6. Coughlin’s 75s: Commenter Justin Thompson notes that Natalie Coughlin seems to be struggling to finish her races:
Not a bad time for Coughlin in her first 100m Back in a while. Similar to the freestyle she puts together a great 75, but just can’t finish well.
Our take: That’s not the worst place to be at this point in training. Certainly Coughlin has focused in on the sprints much more now than she did ten years ago, though, and it’ll be key to her 2016 Olympic hopes to bring the back halves of her races up to speed.
7. Michael Andrew’s best stroke: Commenters Samuel Huntington and Sven combined to discuss the primary events for Michael Andrew, a common theme on SwimSwam over the years:
It looks like MA has become a breaststroker, with a very solid fly as well. Free and back are up in the air right now.
His backstroke was on over the summer and his breaststroke didn’t seem to have it’s old mojo. Now he seems to have figured breaststroke out again. I imagine that once he gets all of his strokes on point, we’ll be in for a good show.
Our take: It seems like we have this discussion every time Andrew pops a big swim. Sven seems most on point in noting that if the 15-year-old can get all his strokes popping at once, the IMs will probably become his most dangerous area of focus.
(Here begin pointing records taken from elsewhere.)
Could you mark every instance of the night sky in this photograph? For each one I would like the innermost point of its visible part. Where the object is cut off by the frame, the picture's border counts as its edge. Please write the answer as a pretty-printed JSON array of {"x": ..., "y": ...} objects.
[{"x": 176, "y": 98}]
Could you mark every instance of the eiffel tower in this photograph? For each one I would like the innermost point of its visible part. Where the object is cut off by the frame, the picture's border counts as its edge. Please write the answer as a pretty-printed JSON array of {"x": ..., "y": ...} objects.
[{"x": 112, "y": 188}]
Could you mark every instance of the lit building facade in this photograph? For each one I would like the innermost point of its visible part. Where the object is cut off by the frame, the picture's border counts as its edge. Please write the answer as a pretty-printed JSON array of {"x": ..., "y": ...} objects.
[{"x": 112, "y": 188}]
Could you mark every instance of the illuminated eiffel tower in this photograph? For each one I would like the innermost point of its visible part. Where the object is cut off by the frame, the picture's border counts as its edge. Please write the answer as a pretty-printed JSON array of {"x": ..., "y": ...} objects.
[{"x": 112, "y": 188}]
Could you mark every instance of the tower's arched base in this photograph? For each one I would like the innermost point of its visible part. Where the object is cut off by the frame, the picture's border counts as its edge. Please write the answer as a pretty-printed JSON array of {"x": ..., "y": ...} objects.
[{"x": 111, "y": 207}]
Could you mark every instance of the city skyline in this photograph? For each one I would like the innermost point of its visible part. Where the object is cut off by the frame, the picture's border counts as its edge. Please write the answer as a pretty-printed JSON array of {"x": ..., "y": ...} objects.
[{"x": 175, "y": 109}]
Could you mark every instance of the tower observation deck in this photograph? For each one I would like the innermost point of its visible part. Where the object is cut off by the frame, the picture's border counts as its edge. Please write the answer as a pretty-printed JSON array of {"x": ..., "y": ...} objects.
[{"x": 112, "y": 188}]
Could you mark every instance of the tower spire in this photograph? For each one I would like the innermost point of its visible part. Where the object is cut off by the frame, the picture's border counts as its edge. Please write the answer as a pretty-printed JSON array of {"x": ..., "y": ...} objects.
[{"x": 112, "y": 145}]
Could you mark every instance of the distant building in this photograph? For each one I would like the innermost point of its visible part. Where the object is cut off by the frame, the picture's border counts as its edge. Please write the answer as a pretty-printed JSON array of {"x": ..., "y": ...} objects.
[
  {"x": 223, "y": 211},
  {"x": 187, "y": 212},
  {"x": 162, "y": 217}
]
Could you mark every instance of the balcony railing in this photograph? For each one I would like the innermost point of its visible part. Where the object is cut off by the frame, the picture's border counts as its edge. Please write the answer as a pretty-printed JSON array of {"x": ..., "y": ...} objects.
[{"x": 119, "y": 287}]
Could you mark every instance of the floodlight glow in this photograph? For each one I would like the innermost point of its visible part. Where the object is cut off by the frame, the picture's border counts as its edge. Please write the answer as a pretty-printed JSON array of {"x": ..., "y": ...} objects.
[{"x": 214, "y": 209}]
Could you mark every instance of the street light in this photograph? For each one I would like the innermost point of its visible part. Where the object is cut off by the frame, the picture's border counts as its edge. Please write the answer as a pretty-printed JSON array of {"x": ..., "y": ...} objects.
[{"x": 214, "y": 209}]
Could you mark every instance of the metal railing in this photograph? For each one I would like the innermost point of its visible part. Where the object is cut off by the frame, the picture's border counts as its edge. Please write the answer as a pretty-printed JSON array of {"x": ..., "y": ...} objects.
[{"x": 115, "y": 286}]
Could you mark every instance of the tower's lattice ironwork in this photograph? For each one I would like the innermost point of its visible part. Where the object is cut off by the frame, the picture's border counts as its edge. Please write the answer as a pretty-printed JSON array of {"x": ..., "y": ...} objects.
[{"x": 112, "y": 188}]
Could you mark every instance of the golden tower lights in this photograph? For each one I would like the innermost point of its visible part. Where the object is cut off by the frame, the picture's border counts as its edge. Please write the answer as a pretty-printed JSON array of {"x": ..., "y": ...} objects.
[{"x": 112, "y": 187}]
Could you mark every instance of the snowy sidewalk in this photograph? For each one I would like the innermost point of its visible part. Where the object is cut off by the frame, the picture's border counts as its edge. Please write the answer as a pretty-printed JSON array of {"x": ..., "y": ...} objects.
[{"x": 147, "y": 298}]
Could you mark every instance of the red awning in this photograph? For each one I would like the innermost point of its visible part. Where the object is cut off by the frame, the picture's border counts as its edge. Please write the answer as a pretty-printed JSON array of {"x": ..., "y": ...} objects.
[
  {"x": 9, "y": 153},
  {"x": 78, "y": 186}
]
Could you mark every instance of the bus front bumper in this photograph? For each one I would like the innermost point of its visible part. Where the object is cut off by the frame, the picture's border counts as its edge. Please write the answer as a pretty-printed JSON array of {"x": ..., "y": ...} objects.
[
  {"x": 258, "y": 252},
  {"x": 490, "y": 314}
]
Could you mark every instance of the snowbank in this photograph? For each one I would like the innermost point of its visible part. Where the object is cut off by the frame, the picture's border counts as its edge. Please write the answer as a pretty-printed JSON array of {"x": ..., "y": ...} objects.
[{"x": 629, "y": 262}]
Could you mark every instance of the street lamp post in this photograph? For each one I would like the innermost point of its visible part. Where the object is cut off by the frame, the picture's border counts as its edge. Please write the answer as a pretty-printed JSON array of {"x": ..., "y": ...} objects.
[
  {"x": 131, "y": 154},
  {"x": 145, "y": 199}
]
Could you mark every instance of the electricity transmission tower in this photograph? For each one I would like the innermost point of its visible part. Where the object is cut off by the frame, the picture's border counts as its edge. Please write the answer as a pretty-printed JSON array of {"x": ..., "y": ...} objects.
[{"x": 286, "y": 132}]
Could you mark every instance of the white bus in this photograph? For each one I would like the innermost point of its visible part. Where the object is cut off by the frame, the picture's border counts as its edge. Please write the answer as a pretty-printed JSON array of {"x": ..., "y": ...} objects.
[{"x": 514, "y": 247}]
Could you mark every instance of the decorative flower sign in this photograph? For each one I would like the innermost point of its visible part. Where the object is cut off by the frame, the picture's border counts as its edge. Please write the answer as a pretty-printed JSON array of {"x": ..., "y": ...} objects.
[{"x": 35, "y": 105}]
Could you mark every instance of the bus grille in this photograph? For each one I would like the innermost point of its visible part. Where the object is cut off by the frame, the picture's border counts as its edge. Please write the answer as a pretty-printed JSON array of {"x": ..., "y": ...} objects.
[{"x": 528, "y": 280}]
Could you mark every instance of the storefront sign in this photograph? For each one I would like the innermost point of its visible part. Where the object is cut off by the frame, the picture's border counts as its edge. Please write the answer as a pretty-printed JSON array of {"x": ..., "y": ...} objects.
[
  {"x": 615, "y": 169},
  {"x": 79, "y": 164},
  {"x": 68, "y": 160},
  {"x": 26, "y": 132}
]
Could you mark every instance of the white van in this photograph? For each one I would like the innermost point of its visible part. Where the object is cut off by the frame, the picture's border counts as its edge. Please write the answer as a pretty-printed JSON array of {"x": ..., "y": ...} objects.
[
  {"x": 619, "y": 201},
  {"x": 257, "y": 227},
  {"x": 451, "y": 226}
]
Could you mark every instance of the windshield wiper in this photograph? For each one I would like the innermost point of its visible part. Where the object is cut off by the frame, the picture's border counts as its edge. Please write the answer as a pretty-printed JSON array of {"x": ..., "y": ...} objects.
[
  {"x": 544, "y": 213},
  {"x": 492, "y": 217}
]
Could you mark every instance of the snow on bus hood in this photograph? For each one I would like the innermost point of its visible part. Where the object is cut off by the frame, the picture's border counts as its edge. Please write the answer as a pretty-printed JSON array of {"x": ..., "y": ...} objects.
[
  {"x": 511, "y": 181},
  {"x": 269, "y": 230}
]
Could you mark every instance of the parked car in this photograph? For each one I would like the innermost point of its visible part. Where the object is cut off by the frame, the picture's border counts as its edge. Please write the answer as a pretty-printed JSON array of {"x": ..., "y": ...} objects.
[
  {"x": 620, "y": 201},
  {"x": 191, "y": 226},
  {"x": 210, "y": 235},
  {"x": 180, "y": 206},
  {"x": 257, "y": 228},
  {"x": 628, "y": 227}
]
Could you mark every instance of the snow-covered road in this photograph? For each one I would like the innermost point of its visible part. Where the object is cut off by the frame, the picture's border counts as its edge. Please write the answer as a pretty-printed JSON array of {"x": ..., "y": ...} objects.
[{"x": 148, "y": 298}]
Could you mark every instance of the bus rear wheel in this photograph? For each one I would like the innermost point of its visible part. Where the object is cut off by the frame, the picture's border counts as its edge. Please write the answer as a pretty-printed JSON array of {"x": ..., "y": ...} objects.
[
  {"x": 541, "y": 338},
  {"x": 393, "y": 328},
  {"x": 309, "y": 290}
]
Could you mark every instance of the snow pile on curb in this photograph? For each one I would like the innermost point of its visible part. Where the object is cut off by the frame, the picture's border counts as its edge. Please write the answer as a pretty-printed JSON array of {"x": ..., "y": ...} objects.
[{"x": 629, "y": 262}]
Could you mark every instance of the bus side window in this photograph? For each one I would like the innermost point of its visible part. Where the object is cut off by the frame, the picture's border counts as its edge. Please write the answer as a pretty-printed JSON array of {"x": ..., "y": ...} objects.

8. Grevers and the 200 back: Commenter Ole99 takes us back a day to when Matt Grevers branched out into the 200 backstroke:
Back for a second to Grevers and the 100 back. From the outside, I really think the 200 back work helps him. Very similar to what he did leading up to London if I am remembering things correctly.
Our take: We’re seeing more and more of this strategy come out with various elite athletes. Nathan Adrian competing in the 200 free short course as a training test for the 100 free long course comes to mind. Whatever Grevers is doing, it’s clearly working. His 53.27 in the 100 back tonight was spectacular.
We’ve been keeping tabs on the team battle between the college men of Texas and Cal this week. There’s not much to report from night 3, but since we did it every other night, here’s one more look at how many “A” and “B” finalists each team had:
|Event||A finalists||B finalists||A finalists||B finalists|
Though neither team had a full lineup, the final tallies had Cal leading with 11 A finalists and 4 B’s. Texas was just behind with 10 A’s and 4 B’s. Those numbers included swimmers who qualified for a final but scratched out.